Nobody can deny that both of the gubernatorial candidates in the current Florida race are doing extensive work to court the Latino vote -- including both choosing Latinos as their running mates.
That said, you don't have to look at the running mates of Florida Gov. Rick Scott or his challenger Charlie Crist to get a sense of the importance of Florida's Latino electorate in the upcoming November 4 elections. In the 2012 presidential elections, Hispanic voters accounted 17 percent of the state's electorate, voting for President Obama 60 percent to 39 percent and contributing significantly to his carrying the state -- and the general election -- over his opponent Mitt Romney.
Many Florida Latinos will head to the polls this November concerned about their health and the well-being of their families. Many of these voters will lack health insurance, a problem that they may very well attribute to the choices made by their governor when he resisted implementation of the Affordable Care Act in early 2013.
Latinos are one of America's most uninsured populations, making Gov. Scott's rejection of federal funds for Medicaid expansions deeply consequential for Florida's Hispanic community. Many of the 1.3 million uninsured Latinos who live in Florida, who would have benefited immensely from being able to purchase affordable health insurance, now fall into a "coverage gap" where they cannot afford private insurance plans and yet do not qualify for traditional Medicaid programs. If Florida had accepted federal funds for Medicaid expansion, 68 percent of uninsured Floridians would have gained access to affordable health care. Make no mistake: Gov. Scott's decision to play politics with his citizens' health is not one that uninsured voters will quickly forget.
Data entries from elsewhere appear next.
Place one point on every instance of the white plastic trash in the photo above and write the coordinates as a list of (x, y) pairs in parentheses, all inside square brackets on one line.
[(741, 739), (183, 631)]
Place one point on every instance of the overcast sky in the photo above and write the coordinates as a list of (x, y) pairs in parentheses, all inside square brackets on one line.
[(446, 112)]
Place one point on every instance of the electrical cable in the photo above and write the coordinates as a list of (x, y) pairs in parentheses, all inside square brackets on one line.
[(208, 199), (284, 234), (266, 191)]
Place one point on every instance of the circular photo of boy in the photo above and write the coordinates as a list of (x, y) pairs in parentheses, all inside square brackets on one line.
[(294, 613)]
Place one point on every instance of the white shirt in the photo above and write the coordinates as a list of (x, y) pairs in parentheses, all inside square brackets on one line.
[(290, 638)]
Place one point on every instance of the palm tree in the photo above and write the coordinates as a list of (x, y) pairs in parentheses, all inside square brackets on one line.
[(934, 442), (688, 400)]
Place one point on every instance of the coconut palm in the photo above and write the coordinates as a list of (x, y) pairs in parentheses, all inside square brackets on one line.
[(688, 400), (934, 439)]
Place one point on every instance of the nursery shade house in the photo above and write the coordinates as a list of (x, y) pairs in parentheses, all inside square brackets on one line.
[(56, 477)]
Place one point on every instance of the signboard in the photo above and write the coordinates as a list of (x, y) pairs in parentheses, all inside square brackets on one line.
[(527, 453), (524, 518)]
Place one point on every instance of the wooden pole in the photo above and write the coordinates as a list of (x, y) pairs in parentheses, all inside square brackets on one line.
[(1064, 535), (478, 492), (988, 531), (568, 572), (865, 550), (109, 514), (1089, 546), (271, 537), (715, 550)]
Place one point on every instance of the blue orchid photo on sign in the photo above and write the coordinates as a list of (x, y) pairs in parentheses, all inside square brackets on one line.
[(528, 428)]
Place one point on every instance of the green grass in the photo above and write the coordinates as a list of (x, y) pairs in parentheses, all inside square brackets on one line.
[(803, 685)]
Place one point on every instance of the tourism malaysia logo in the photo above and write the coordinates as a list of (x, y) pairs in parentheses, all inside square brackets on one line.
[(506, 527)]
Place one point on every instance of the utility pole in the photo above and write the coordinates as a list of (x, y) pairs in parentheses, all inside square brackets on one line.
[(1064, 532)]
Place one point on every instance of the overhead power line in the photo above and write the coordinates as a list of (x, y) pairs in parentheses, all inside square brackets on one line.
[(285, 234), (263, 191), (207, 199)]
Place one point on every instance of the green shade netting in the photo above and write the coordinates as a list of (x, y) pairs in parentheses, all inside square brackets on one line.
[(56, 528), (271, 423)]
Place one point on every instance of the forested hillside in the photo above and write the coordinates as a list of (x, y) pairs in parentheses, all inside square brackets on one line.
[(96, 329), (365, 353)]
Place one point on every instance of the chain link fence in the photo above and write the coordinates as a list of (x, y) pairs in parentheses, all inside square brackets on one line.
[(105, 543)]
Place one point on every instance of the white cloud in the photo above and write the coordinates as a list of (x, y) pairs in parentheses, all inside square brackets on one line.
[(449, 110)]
Gov. Scott's rejection of Medicaid expansion has not been ignored by his challenger, former Florida Governor Charlie Crist. Crist has made Scott's decision a centerpiece of his campaign, and pledges to obtain around $50 billion in Medicaid expansion funds from the federal government if he is elected. Crist has clearly gotten the message sent by Gov. Scott's plummeting approval ratings among Florida voters: mess with someone's health care, and you will inevitably pay a steep price at the polls. But, this campaign promise will have to turn into a governing reality if Crist wants to maintain the trust of the Latino community.
It's really very simple. Latinos in Florida suffer from being unable to afford quality health insurance. When you actively work to undermine efforts to bring affordable coverage to Florida, you will inevitably alienate and antagonize the Latino electorate. Gov. Scott, you may want to reconsider your positions on this defining issue. And former Governor Crist -- if you win, you cannot play politics with the health of Latino families. The promise must be kept.